The international mission trips were sponsored through OBU's Avery T. Willis Center for Global Outreach. The trips ranged from 10 days to more than three weeks, with the first group leaving Dec. 31 and the last group returning Jan. 29.

The Middle East trip was led by Nursing Department faculty members Gerry Milligan and Wanda Robinson, both associate nursing professors. In South Asia, students worked with OBU's adopted people group, the Kai. The team was led by Josh King, a senior from Oklahoma City; Tram Nguyen, a sophomore from Bentonville, Ark.; and Dale Griffin, OBU dean of spiritual life. The Kenya team was led by Laura Wesevich, a sophomore from Bartlesville, Okla. and the OBU global outreach coordinator (the name is omitted for security purposes).

"We have stated goals of continuing to be the premier missions-sending university in the country and would like to see students fulfill the biblical calling of living holistic, mission-minded lives in whatever vocational role they end up in," the global outreach coordinator said.

The global outreach coordinator said OBU offers the outreach trips to allow students an educational experience in which their worldview is challenged, forcing them to understand the calling of Jesus Christ on every believer's life through actual experiences.

"Students should go (on the trips) so they can meet a strategic need and take what they are learning while students at OBU and apply it with a global perspective, while synthesizing those classroom experiences with true faith," the global outreach coordinator said.

Nursing students applied this concept on their trip to the Middle East. The School of Nursing offers a cross cultural health/nursing ministry course to students during J-Term.

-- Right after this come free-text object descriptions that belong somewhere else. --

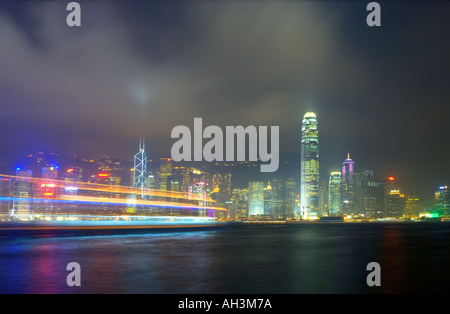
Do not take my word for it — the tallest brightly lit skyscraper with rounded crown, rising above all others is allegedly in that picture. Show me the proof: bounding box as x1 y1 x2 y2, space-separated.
300 112 319 219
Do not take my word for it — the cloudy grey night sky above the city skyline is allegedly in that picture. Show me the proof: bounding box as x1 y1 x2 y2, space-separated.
0 1 450 196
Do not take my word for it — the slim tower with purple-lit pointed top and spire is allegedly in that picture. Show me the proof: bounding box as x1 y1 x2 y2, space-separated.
341 154 355 215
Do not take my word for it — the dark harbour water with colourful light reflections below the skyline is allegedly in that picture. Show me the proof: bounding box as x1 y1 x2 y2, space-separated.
0 223 450 294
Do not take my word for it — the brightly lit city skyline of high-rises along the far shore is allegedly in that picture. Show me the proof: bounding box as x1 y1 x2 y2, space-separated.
3 121 447 220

While participants treated the psychical needs of the people, they also focused on their spiritual needs.

"Partnering with the GO program allowed us to keep a vision for spiritual service and growth in addition to the rigorous academic nature of the course," Robinson said. "The trip embodied the mission of OBU and why I am here, to 'transform lives by equipping students to pursue academic excellence, integrate faith with all areas of knowledge, engage a diverse world, and live worthy of the high calling of God in Christ'."

The trip to the Middle East resulted in invitations for OBU nursing students to work in three different hospitals as well as opportunities for other students to engage in social work in the area, Robinson said.

Students on the trip to South Asia also engaged a diverse world firsthand. King met a pastor on the trip, and he heard the pastor's testimony of salvation. The pastor told him that Jesus came to him in a vision and caused him to turn his life over to Christ.

"More than anything, this trip has taught me that God is at work, even when we are not," King said. "As a senior at OBU, I feel it is my responsibility to encourage younger students to see the huge story of God."